Well, in 2005 I started reading a lot of Paul Graham. Probably because Hackers and Painters had just been published. This was also the year that Rails exploded. For me, mixing Paul Graham with Rails meant big dreams. Paul’s How to Make Wealth essay had a huge impact on me. Particularly ideas such as…
The people most likely to grasp that wealth can be created are the ones who are good at making things, the craftsmen. Their hand-made objects become store-bought ones. But with the rise of industrialization there are fewer and fewer craftsmen. One of the biggest remaining groups is computer programmers. A programmer can sit down in front of a computer and create wealth.
and
To get rich you need to get yourself in a situation with two things, measurement and leverage. You need to be in a position where your performance can be measured, or there is no way to get paid more by doing more. And you have to have leverage, in the sense that the decisions you make have a big effect.

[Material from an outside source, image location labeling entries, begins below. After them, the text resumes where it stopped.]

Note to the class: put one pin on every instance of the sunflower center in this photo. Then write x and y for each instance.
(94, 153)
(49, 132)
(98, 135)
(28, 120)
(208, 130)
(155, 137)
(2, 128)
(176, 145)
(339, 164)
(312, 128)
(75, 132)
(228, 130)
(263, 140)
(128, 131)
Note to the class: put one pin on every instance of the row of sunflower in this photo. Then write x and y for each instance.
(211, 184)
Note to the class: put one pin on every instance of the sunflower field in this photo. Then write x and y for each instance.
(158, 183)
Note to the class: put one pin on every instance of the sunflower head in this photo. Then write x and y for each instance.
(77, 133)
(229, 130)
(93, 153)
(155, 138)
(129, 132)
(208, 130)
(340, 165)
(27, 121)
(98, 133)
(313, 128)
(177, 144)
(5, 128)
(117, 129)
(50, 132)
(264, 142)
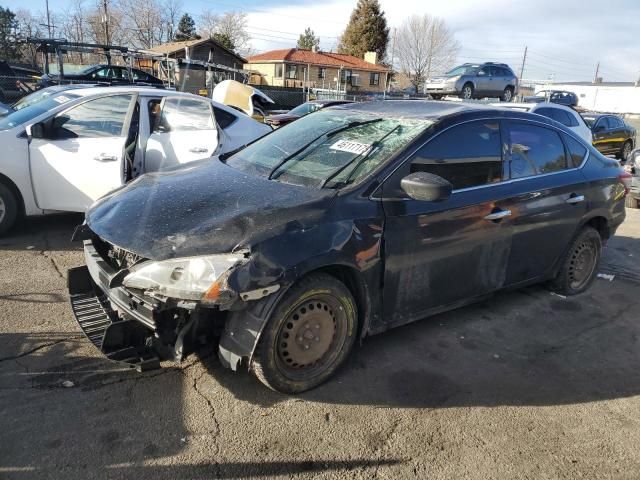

Therefore, when I was given the option to join the global foreign exchange division of a large financial institution, it didn’t make any sense to me to say yes. I believed that I was talented and hard-working enough that joining a 3-person consultancy would be a better career move than supporting a bunch of filthy rich investment bankers. If I were talented but didn’t like to work hard, then the bank would have been a good move. I could grit my teeth, collect my paychecks and bonuses, look for ways to make more money, yearn for retirement, and try to find some happiness along the way. But, I do love to work hard, and I love taking on audacious tasks, and I love crafting software, and I love being measured, and ultimately, I love making a difference. So Obtiva made perfect sense.
That was 3 years ago. Obtiva is now a 20 person company and I own part of it. I live in a world of incredibly tight feedback loops and deploy software every day to my customers. I believe Paul Graham’s advice about measurement and leverage were bang on. For me it came down to a decision between a large financial institution and a little consultancy. Finance isn’t inherently bad, but I still believe that large is. Consultancies aren’t inherently good, but I will always prefer little companies. These tendencies of mine were formed 2000 miles away, in Seattle, where I watched little companies change the world.
My hope is that this post will offer some insights to people who come to a similar crossroads. Believe in yourself and let yourself be measured! Take the red pill!